Pinjaman tanpa agunan menjamur. Bunga mencekik. Data pribadi disebar. Aparat diminta turun tangan
GORONTALO,31 Maret 2026 – Jalan pintas bernama dana pinjaman ilegal—Dapin—kini berubah menjadi jebakan. Di Gorontalo, praktik ini tumbuh cepat, menyasar warga yang membutuhkan uang tunai dalam waktu singkat.
Syaratnya ringan: KTP dan foto pribadi. Tanpa jaminan. Tanpa verifikasi ketat. Uang cair cepat. Masalah datang belakangan.
Bunga melonjak. Denda berlapis. Ketentuan sepihak.
“Awalnya mudah. Setelah jatuh tempo, bunganya berlipat. Kalau telat, langsung diteror,” kata seorang korban.
Teror itu bukan sekadar penagihan. Data pribadi disebar. Kontak keluarga dihubungi. Nama baik dipertaruhkan.

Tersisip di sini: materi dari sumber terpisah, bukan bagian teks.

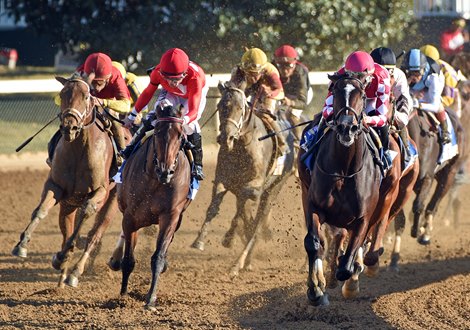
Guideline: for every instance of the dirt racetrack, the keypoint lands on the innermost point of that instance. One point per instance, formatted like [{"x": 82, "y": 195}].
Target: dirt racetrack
[{"x": 432, "y": 290}]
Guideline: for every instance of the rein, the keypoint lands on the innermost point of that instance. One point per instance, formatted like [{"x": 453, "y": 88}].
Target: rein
[{"x": 79, "y": 116}]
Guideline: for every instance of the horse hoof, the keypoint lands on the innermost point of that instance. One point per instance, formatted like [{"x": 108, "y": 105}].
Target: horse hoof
[
  {"x": 343, "y": 274},
  {"x": 199, "y": 245},
  {"x": 424, "y": 240},
  {"x": 115, "y": 265},
  {"x": 150, "y": 307},
  {"x": 72, "y": 281},
  {"x": 19, "y": 251},
  {"x": 315, "y": 300},
  {"x": 372, "y": 271},
  {"x": 56, "y": 261},
  {"x": 350, "y": 290}
]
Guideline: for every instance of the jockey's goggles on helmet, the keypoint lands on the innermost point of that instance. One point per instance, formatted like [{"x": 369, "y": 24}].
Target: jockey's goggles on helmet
[
  {"x": 252, "y": 67},
  {"x": 285, "y": 65},
  {"x": 171, "y": 77}
]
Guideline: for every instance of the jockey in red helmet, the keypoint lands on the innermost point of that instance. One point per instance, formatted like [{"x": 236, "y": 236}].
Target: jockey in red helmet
[
  {"x": 108, "y": 89},
  {"x": 183, "y": 83},
  {"x": 377, "y": 81}
]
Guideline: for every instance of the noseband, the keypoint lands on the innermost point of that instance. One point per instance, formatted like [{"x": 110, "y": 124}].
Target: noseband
[
  {"x": 242, "y": 120},
  {"x": 347, "y": 109},
  {"x": 78, "y": 115}
]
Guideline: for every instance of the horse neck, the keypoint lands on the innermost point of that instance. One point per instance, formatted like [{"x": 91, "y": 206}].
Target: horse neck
[{"x": 346, "y": 160}]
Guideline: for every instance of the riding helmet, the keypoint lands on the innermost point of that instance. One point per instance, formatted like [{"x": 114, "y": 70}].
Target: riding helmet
[
  {"x": 254, "y": 60},
  {"x": 286, "y": 54},
  {"x": 99, "y": 64},
  {"x": 430, "y": 51},
  {"x": 359, "y": 62},
  {"x": 174, "y": 63},
  {"x": 414, "y": 60},
  {"x": 384, "y": 56}
]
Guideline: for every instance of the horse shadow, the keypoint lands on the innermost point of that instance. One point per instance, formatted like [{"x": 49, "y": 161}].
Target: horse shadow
[{"x": 286, "y": 307}]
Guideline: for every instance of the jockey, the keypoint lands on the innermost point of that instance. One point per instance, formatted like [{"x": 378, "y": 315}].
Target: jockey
[
  {"x": 450, "y": 94},
  {"x": 400, "y": 92},
  {"x": 183, "y": 83},
  {"x": 454, "y": 38},
  {"x": 360, "y": 64},
  {"x": 261, "y": 82},
  {"x": 108, "y": 89},
  {"x": 135, "y": 89},
  {"x": 296, "y": 85},
  {"x": 426, "y": 85}
]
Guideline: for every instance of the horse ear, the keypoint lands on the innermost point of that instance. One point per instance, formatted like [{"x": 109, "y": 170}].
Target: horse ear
[
  {"x": 221, "y": 86},
  {"x": 62, "y": 80}
]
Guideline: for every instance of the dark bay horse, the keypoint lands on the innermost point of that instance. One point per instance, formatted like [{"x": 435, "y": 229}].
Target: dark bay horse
[
  {"x": 154, "y": 190},
  {"x": 244, "y": 168},
  {"x": 429, "y": 149},
  {"x": 78, "y": 180},
  {"x": 345, "y": 190}
]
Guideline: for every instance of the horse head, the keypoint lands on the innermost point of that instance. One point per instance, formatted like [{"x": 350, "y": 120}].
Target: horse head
[
  {"x": 76, "y": 106},
  {"x": 348, "y": 103},
  {"x": 232, "y": 109},
  {"x": 168, "y": 134}
]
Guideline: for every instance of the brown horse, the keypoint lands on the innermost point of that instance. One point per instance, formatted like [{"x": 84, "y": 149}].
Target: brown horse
[
  {"x": 78, "y": 179},
  {"x": 244, "y": 168},
  {"x": 344, "y": 190},
  {"x": 156, "y": 183}
]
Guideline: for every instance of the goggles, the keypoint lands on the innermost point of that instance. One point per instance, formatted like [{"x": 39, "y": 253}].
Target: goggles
[{"x": 285, "y": 65}]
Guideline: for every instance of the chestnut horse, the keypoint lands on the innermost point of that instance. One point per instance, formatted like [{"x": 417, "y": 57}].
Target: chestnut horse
[
  {"x": 78, "y": 180},
  {"x": 154, "y": 190},
  {"x": 244, "y": 168},
  {"x": 344, "y": 189}
]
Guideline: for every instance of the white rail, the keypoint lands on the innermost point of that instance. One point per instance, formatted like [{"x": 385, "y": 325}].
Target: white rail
[{"x": 52, "y": 85}]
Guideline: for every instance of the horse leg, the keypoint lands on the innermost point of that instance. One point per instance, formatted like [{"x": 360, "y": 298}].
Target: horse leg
[
  {"x": 335, "y": 250},
  {"x": 168, "y": 224},
  {"x": 241, "y": 212},
  {"x": 444, "y": 182},
  {"x": 102, "y": 221},
  {"x": 218, "y": 193},
  {"x": 314, "y": 246},
  {"x": 421, "y": 189},
  {"x": 51, "y": 194},
  {"x": 399, "y": 223},
  {"x": 60, "y": 261},
  {"x": 128, "y": 260},
  {"x": 350, "y": 288},
  {"x": 346, "y": 266}
]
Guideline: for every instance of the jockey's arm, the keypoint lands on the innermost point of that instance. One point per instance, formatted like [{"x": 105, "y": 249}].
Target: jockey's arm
[{"x": 432, "y": 97}]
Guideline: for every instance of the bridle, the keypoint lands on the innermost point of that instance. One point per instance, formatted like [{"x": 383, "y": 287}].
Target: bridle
[
  {"x": 244, "y": 119},
  {"x": 80, "y": 116},
  {"x": 347, "y": 109},
  {"x": 169, "y": 119}
]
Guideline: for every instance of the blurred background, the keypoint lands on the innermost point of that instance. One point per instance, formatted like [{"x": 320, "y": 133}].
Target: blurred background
[{"x": 43, "y": 38}]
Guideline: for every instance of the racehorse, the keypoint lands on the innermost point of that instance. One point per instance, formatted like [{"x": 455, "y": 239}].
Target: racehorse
[
  {"x": 79, "y": 179},
  {"x": 344, "y": 189},
  {"x": 154, "y": 190},
  {"x": 244, "y": 168},
  {"x": 429, "y": 149}
]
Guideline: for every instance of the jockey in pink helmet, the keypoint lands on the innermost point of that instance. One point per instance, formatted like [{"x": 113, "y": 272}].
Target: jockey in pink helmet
[
  {"x": 183, "y": 84},
  {"x": 376, "y": 78}
]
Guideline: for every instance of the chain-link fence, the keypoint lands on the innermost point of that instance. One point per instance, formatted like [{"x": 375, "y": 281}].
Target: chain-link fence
[{"x": 22, "y": 115}]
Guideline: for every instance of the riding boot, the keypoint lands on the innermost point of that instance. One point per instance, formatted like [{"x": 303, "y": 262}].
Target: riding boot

Ruang digital menjadi alat tekanan.
Pengamat hukum Ronal Van Mansyur SH,,MH menilai praktik ini telah melampaui batas perdata.
“Ini bukan lagi soal utang-piutang biasa. Ada unsur pemaksaan, ancaman, dan penyebaran data. Itu masuk ranah pidana,” ujarnya.
Menurut Ronal, dalam KUHP Baru (UU Nomor 1 Tahun 2023), praktik penagihan semacam ini berpotensi dijerat sejumlah pasal.
Pasal 482: pemerasan—karena ada unsur pemaksaan pembayaran.
Pasal 335: pengancaman—karena menimbulkan ketakutan dan tekanan psikologis.
Pasal 433: pencemaran nama baik—jika disertai penyebaran informasi yang merendahkan korban.
“Jika data pribadi disebarkan tanpa izin, itu juga bisa dikaitkan dengan pelanggaran perlindungan data,” kata Ronal.
Dampaknya nyata. Bukan hanya ekonomi. Psikologis.
Korban merasa tertekan. Tak sedikit yang memilih diam. Sebagian lain terjebak dalam lingkaran utang baru.
Fenomena ini bergerak cepat. Nyaris tanpa pengawasan.
Gorontalo kini menghadapi persoalan yang tak lagi sederhana.
Pinjaman cepat berubah menjadi teror terbuka.
Aparat diminta bertindak. Sebelum krisis sosial benar-benar meledak.